Harrison has already reduced one associate’s hourly targets to enable her to take on a large chunk of pro bono work. The firm is dedicating 5 per cent of its resources to pro bono work each year until 2025 — something she says is an often missed element of the war for talent.
“[We hear this a lot at the moment] about how associates are terribly unhappy . . . [But] most of them love the law and want to do good work and get good experience, but they want more than that. And I think tackling the issues of their generation is one of those things. And that gives them some power back.”
Harrison says that in some ways she is part of the “Great Resignation”, in which workers re-evaluated their lives during Covid. She says: “Covid really forced me to reassess my life . . . But if I look back, I think it was inevitable that I’d end up here.”
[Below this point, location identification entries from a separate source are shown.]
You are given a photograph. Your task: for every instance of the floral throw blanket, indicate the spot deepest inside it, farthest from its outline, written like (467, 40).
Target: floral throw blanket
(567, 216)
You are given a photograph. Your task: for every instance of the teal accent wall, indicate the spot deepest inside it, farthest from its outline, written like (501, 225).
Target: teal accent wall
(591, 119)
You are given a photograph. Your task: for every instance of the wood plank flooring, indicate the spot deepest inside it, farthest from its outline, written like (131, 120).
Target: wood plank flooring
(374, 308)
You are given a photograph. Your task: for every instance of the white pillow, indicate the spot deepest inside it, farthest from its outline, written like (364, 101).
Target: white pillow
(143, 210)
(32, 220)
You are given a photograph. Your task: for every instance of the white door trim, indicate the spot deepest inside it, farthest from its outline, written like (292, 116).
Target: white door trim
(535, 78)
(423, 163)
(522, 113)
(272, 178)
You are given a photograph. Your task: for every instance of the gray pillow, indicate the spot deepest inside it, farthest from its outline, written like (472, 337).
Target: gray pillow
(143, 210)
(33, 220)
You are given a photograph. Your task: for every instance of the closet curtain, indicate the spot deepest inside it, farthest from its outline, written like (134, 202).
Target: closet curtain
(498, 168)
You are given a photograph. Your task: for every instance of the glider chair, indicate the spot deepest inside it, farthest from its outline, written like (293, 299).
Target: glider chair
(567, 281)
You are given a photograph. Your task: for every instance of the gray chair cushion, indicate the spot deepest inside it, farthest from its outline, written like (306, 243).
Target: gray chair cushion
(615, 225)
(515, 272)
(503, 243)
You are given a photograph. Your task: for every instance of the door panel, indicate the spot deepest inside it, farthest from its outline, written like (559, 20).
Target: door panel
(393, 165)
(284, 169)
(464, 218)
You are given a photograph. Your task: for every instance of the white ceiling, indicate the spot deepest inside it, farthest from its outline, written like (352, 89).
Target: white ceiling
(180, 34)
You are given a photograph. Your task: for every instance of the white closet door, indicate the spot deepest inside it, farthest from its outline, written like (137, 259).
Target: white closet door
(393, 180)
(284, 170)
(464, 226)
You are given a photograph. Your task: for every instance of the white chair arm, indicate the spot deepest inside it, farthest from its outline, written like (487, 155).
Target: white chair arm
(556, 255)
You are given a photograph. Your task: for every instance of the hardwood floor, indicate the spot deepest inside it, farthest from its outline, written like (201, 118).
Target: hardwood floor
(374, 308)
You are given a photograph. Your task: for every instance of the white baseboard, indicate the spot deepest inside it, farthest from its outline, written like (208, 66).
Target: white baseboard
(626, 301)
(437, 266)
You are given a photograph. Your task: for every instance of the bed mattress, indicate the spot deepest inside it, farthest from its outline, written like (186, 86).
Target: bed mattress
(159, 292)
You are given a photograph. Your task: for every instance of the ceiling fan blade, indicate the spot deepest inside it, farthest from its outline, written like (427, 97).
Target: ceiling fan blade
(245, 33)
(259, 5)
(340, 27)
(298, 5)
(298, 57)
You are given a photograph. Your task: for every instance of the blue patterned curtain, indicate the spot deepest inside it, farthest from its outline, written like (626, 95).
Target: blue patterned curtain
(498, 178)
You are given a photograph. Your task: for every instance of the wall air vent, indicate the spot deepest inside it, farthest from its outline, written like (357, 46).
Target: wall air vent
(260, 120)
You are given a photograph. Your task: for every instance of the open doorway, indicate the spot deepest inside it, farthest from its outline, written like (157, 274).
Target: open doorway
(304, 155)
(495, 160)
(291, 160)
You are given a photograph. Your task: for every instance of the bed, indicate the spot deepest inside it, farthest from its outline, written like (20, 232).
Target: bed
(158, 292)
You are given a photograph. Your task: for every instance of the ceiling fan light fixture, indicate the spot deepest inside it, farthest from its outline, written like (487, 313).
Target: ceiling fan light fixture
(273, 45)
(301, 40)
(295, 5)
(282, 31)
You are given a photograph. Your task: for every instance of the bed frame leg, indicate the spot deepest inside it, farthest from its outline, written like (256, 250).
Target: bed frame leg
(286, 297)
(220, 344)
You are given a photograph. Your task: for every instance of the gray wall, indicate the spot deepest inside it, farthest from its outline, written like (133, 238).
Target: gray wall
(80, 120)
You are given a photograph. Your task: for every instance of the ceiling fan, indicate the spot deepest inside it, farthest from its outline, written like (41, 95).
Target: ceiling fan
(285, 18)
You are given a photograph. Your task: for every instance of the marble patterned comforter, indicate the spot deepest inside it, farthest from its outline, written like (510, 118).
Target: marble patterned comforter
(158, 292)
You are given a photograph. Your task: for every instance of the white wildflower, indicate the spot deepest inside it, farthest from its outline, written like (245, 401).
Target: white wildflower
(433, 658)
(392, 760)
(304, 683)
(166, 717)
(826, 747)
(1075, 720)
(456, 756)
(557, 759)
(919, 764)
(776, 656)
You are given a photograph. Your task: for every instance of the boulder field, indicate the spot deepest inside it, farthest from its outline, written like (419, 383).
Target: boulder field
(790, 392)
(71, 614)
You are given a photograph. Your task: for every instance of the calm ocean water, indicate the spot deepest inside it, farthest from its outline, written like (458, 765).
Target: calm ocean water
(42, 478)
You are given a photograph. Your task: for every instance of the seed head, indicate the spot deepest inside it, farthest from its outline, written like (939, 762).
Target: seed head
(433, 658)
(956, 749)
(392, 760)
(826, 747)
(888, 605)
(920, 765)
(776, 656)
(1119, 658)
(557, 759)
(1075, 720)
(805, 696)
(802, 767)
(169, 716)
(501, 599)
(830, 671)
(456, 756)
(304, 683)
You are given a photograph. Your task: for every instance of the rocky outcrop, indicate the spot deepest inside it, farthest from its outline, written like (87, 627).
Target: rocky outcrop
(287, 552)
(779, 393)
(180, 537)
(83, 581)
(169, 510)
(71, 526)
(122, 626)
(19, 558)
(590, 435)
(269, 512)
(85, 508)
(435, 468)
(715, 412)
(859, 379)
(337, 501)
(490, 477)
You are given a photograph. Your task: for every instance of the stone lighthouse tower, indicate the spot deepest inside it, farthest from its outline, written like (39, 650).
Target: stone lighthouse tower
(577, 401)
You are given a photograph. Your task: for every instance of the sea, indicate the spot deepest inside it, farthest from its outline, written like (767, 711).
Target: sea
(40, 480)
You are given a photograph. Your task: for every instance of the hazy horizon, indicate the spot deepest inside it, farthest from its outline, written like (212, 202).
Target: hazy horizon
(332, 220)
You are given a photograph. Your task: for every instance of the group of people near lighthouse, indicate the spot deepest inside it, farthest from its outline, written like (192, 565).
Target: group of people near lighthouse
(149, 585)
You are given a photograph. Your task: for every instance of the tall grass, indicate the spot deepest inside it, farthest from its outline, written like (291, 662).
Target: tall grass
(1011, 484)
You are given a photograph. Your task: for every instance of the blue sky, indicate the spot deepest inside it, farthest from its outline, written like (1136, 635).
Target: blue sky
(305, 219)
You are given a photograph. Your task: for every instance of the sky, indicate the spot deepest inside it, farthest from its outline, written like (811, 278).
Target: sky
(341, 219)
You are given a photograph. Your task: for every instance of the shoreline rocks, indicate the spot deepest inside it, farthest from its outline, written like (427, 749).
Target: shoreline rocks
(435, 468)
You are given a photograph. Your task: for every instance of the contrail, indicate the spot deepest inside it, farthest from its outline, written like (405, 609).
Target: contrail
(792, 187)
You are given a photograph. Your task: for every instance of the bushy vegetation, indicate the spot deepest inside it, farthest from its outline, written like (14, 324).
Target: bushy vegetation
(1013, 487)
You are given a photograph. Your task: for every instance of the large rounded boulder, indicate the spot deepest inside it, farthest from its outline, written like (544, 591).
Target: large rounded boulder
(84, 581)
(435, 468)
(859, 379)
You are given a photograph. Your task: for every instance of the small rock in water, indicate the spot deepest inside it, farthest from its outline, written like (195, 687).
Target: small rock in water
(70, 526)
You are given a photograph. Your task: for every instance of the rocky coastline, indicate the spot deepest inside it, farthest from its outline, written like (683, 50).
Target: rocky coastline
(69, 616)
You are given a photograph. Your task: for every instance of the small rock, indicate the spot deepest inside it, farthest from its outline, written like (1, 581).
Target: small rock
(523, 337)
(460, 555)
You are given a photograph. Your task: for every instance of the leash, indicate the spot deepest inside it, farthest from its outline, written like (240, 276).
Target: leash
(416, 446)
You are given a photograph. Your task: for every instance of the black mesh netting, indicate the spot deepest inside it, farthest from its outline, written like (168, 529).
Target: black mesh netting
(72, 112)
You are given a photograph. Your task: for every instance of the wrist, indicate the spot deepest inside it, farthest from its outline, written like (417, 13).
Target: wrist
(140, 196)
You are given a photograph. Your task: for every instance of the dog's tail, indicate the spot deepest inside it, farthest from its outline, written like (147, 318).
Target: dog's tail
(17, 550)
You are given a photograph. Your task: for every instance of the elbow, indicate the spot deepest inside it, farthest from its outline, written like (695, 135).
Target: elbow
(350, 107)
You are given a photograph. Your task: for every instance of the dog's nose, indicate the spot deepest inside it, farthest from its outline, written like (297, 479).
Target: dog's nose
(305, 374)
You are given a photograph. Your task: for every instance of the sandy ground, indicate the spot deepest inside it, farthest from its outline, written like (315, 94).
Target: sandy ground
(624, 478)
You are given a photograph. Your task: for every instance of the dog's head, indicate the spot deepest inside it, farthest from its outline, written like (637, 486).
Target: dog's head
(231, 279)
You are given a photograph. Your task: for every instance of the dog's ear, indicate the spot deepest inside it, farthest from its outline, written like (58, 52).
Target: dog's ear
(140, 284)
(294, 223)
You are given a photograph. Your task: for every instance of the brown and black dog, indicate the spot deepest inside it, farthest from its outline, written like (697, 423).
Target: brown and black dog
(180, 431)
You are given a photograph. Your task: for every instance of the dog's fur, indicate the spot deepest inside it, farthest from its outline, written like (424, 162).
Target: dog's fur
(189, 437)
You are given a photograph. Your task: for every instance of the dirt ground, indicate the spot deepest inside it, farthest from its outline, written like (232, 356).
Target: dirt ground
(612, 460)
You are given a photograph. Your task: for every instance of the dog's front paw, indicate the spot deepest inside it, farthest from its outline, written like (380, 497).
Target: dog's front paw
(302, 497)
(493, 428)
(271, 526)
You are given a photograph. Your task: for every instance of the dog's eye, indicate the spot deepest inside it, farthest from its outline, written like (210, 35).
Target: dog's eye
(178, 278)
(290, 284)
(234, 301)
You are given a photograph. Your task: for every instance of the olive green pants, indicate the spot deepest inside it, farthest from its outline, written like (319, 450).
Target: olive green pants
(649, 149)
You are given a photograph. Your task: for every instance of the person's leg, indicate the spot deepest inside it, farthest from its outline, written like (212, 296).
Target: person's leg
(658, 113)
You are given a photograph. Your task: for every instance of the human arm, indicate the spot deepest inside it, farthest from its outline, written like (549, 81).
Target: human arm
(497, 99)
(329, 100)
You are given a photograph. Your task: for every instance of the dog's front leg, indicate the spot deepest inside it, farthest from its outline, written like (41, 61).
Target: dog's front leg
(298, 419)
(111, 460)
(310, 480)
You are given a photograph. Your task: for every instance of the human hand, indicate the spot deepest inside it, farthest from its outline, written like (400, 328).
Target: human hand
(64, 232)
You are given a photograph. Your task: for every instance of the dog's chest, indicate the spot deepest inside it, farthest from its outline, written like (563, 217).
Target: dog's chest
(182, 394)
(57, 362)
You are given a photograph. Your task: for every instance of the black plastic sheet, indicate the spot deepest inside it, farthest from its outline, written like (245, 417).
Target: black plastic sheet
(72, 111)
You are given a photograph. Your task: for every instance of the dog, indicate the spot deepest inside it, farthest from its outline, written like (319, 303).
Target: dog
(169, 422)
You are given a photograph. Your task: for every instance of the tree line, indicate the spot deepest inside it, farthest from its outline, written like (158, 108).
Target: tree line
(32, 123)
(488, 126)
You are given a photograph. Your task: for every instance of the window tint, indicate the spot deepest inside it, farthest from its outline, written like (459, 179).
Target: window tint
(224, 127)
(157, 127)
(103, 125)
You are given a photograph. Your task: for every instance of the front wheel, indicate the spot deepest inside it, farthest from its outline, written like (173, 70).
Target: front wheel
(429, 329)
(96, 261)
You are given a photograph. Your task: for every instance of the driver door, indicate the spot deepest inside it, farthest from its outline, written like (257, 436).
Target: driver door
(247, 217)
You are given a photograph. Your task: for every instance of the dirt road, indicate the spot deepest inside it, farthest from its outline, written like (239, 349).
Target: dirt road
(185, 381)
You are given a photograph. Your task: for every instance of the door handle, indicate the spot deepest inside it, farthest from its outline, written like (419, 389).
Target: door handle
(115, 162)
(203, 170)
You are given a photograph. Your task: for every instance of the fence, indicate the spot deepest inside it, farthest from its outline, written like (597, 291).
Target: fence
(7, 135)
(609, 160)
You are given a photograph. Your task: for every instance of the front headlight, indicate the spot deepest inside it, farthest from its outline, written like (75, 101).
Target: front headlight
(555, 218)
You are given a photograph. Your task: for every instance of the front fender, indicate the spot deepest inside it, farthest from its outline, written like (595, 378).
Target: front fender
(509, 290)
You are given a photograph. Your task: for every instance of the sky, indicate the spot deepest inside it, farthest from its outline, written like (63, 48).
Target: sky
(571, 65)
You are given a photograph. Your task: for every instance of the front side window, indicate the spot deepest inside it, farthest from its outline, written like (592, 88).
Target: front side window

Three questions for Natasha Harrison
Who is your leadership hero?
I could list several inspiring individuals, but Melinda Gates particularly stands out. Her collaborative style of leadership and work to support those from diverse backgrounds is truly inspiring. I am currently reading and enjoying her book “The Moment of Lift: How Empowering Women Changes the World”.
What was the first leadership lesson you learnt?
The importance of a diverse team and not hiring in your mirror. I made that mistake at the beginning of my career and we ended up with a team purely of feisty young women — not particularly inclusive! That taught me early on how important diversity is and the value of different viewpoints.
What would you do if you were not a chief executive?
I like to think I’d be a geopolitical analyst: I love that fusion between politics, history and international relations.